Since BytesIO is just a buffer, if you wanted to write the contents to a file later, you'd have to do:

buffer = io.BytesIO() # ... with open("test.dat", "wb") as f:     f.write(buffer.getvalue()) 

Also since you didn't mention a version, I'm using Python 3. Related to the examples, it's simply that I'm using the with statement, instead of calling f.close()



回答2:

Using open opens a file on your hard drive. Depending on what mode you use, you can read or write (or both) from the disk.

A BytesIO object isn't associated with any real file on the disk. It's just a chunk of memory that behaves like a file does. It has the same API as a file object returned from open (with mode r+b, allowing reading and writing of binary data).

BytesIO (and it's close sibling StringIO which is always in text mode) can be useful when you need to pass data to or from an API that expect to be given a file object, but where you'd prefer to pass the data directly. You can load your input data you have into the BytesIO before giving it to the library.
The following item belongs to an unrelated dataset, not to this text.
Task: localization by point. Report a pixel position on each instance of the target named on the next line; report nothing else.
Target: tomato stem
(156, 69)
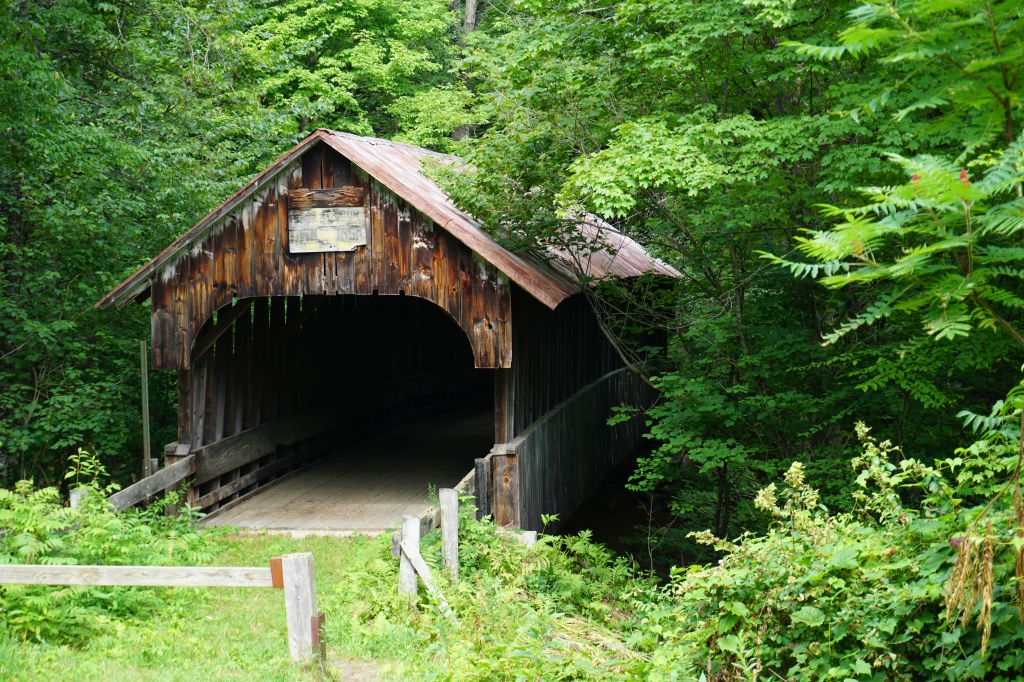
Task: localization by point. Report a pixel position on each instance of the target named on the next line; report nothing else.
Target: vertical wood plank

After it returns, you can get any data the library wrote to the file from the BytesIO using the getvalue() method. (Usually you'd only need to do one of those, of course.)



回答3:

f = open("myfile.jpg", "rb") 

read bytes from file from disk disk and assign such value to object referenced as 'f' which is kept by Python in memory.

f = io.BytesIO(b"some initial binary data: \x00\x01") 

assign bytes stream value to object referenced as 'f' which is kept by Python in memory.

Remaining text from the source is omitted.